Don't you get a lot of criticism?
Not as much as you'd think - at least not to my face - but yes, I get some. I handle it by reminding myself that I once thought as my critics do, and i understand the worldview behind their views. In my opinion, the only way the world gets better for people like me is if i can respectfully engage as many of my critics as possible and help them see past the cultural biases they have been taught to hold. I try to remind people that much of the pain that arises from anyone's transition is not the result of the transition itself, but of the unfortunate reactions which arise from irrational prejudice.
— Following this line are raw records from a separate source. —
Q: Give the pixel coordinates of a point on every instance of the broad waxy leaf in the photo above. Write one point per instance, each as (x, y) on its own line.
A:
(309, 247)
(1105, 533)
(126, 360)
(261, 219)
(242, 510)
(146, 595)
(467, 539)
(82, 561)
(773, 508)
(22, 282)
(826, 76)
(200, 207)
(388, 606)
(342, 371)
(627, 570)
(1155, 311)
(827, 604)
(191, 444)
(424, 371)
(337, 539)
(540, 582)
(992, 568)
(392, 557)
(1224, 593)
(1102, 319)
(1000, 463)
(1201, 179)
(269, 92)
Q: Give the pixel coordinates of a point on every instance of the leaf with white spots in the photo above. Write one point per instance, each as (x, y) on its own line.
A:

When a parent rejects a trans child (and it happens a LOT) or a spouse rejects a trans spouse (even more so) or a child rejects a trans parent, or whatever - it's almost never because the rejecting party is dwelling on some life complication, it's because they have been throughly trained to believe the "behavior" is WRONG.  without that mistaken worldview, the rejection does not happen.
Likewise, when  trans person can't find work, or a home to rent, it's not because they are wrong - but because of the wrong attitudes they encounter.


What do you expect to accomplish? what do you hope to accomplish?
Hope? I hope to somehow some way eventually put all my parts in the order i believe they should have been from birth - but that is, i admit, irrationally optimistic given my situation. Expect? to find a little more peace for my soul in the days I have remaining on this rock. Whether any one else "gets" me or not, for once in life I have been true to myself and if that's all i leave here with, then that's more than i had before.


What is the process of transition? what all is involved for you to complete it?
That one actually does require a rather long answer, so in the interest of the lateness of the hour and providing a complete answer, I'll break off here and add this answer and maybe more soon.